Notabene – Massimo Folador

Ma che cos’è questo bene comune?
In uno dei miei primi libri avevo citato il romanzo, forse più celebre, di Paulo Coelho, “L’alchimista”, rifacendomi alla storia simbolica di un giovane alla ricerca di un tesoro che, dopo un lungo peregrinare, ritrova nel luogo da cui era partito. L’obiettivo, molto personale, era quello di confermare quanto a volte, anche nella vita professionale, tornano esperienze, emozioni, che la vita stessa ricolloca nei tempi giusti, come tappe imprescindibili di un cammino.
Scrivo questo NotaBene qualche ora dopo la conclusione della convention con Serv.E.R. Cisl (di cui vi raccontiamo all’interno di questa newsletter) perché mi sembra sia accaduto proprio questo in questi giorni. Un incontro con circa 200 persone che metteva al centro “La sostenibilità in Serv.E.R., bene comune e partecipazione”.
Difatti sono le stesse parole da cui sono partito anni fa e che oggi tornano ad arricchirne un’altra – sostenibilità – che, usata e abusata, ha perso una parte della sua forza propulsiva, ma resta un pilastro imprescindibile della capacità di fare impresa di oggi e di domani.
Sempre a questo proposito ricordo quando, tanti anni fa ormai, ho iniziato a parlare in azienda di “etica” come “comportamento abituale teso al bene comune” e di quanto questa modalità di “agire il business” iniziò ad appassionare i tanti che negli anni (prima in maniera “carbonara” e poi sempre più manifesta) l’hanno praticata, comprendendo la valenza concreta del suo utilizzo in azienda.
Per me, che arrivavo da lunghi anni trascorsi nelle reti commerciali il tema era da tempo sul tavolo: che lo definissimo win-win o semplicemente vivendolo come un comportamento corretto, da tenere sempre davanti al cliente perché foriero di risultati nel tempo.

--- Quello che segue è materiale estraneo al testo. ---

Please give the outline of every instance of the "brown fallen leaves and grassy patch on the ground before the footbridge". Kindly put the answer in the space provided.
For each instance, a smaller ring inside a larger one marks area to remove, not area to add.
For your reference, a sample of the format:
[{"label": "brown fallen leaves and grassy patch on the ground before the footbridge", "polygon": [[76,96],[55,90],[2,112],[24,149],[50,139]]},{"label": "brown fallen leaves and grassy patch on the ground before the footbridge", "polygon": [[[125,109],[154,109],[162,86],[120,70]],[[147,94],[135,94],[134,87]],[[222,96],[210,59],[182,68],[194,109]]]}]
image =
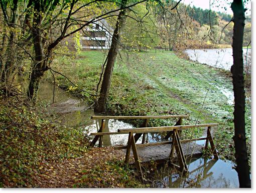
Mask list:
[{"label": "brown fallen leaves and grassy patch on the ground before the footbridge", "polygon": [[[129,187],[132,175],[127,175],[114,162],[124,160],[122,150],[113,147],[92,148],[82,157],[49,163],[43,172],[36,175],[38,187]],[[111,164],[110,164],[111,163]],[[51,169],[51,172],[48,170]],[[134,180],[137,180],[133,178]],[[40,181],[41,183],[38,183]],[[127,182],[129,181],[129,182]],[[125,182],[125,183],[124,183]],[[137,181],[138,182],[138,181]],[[134,182],[137,184],[137,182]]]}]

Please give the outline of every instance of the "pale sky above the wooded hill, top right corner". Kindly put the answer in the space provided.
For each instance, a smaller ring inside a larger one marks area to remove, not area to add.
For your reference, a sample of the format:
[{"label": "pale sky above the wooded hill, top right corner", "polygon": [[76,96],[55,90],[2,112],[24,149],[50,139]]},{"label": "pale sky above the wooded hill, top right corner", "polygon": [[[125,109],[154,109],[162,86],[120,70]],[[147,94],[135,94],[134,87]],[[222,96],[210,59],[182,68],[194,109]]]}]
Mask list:
[{"label": "pale sky above the wooded hill, top right corner", "polygon": [[[197,8],[202,8],[203,10],[205,10],[205,9],[209,10],[209,2],[211,2],[211,4],[213,4],[211,6],[211,10],[233,15],[233,12],[230,8],[231,3],[233,2],[232,0],[211,0],[211,1],[210,0],[182,0],[181,2],[186,5],[195,6]],[[244,7],[248,9],[245,12],[245,15],[250,15],[250,13],[251,13],[251,4],[250,3],[251,3],[251,1],[249,0],[248,3],[246,3],[244,5]],[[217,6],[219,6],[219,7],[217,7]],[[223,7],[223,8],[225,7],[225,8],[227,8],[227,10],[225,11],[221,7]]]}]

Qualche anno dopo, nel 2009, sulla scorta della stessa passione, nacque con l’Università LIUC l’“Unità di studi sull’Etica”: un cammino bello e affascinante, che ha segnato la mia vita sicuramente, ma credo anche quella di tante altre persone, anche se non certo in discesa, perché in quegli anni non era facile “maneggiare” il concetto di bene comune in azienda: da dove prendesse origine e dove portasse. E, soprattutto, cosa, noi e le aziende, potessimo fare concretamente per raggiungere quei risultati che il “bene comune” promette e, spesso, realizza…
D’altra parte eravamo e siamo in buona compagnia. Sul concetto di “bene” si sono misurati nei secoli pensatori e filosofi di ogni epoca, da Aristotele a Tommaso d’Aquino a Kant, senza mai riuscire chiaramente a fornire una chiave di lettura univoca ed esaustiva.
Ma anche in questo la vita, e le tantissime esperienze e relazioni che la vita propone ogni giorno, mi è venuta in aiuto, portando in dono e in gioco la parola partecipazione. In quel momento ho iniziato a comprendere qualcosa di più della delicatezza ma anche della fondatezza del bene comune e di quanto possa essere realmente un obiettivo centrale nel lavoro quando si sposta l’attenzione dal termine “bene” al termine “comune”. Il secondo difatti suggerisce qualcosa che va ben oltre un concetto e introduce una modalità, un’azione al cui centro c’è la partecipazione.
Un modo di vivere e di lavorare assieme che non punta su concetti astratti, finalità precostituite, strategie fintamente condivise (un bene, per l’appunto, poco comune), ma su un processo continuo di ascolto e ricerca dello stesso.
Un percorso mai lineare, perché noi umani non siamo mai lineari, ma che va costruito con pazienza e lungimiranza e che un’abilità importante di sintesi porta a dei risultai pratici impensabili. La partecipazione regge ciò che siamo in grado di rendere comune e comunità. Sarebbe impensabile e antitetico pensare che in un’azienda o in una società il bene collettivo possa essere disegnato a tavolino o deciso e vagliato per tutti dal leader di turno, foss’anche quello più lungimirante.
L’attuale momento storico ci richiama alla necessità di creare un sistema al cui centro ci siano coinvolgimento e collaborazioni reali e costruttive. Quella che per l’appunto possiamo chiamare partecipazione, che cessa di essere un atto solo benevolo e diventa un atto strategico. Il vero valore della sostenibilità.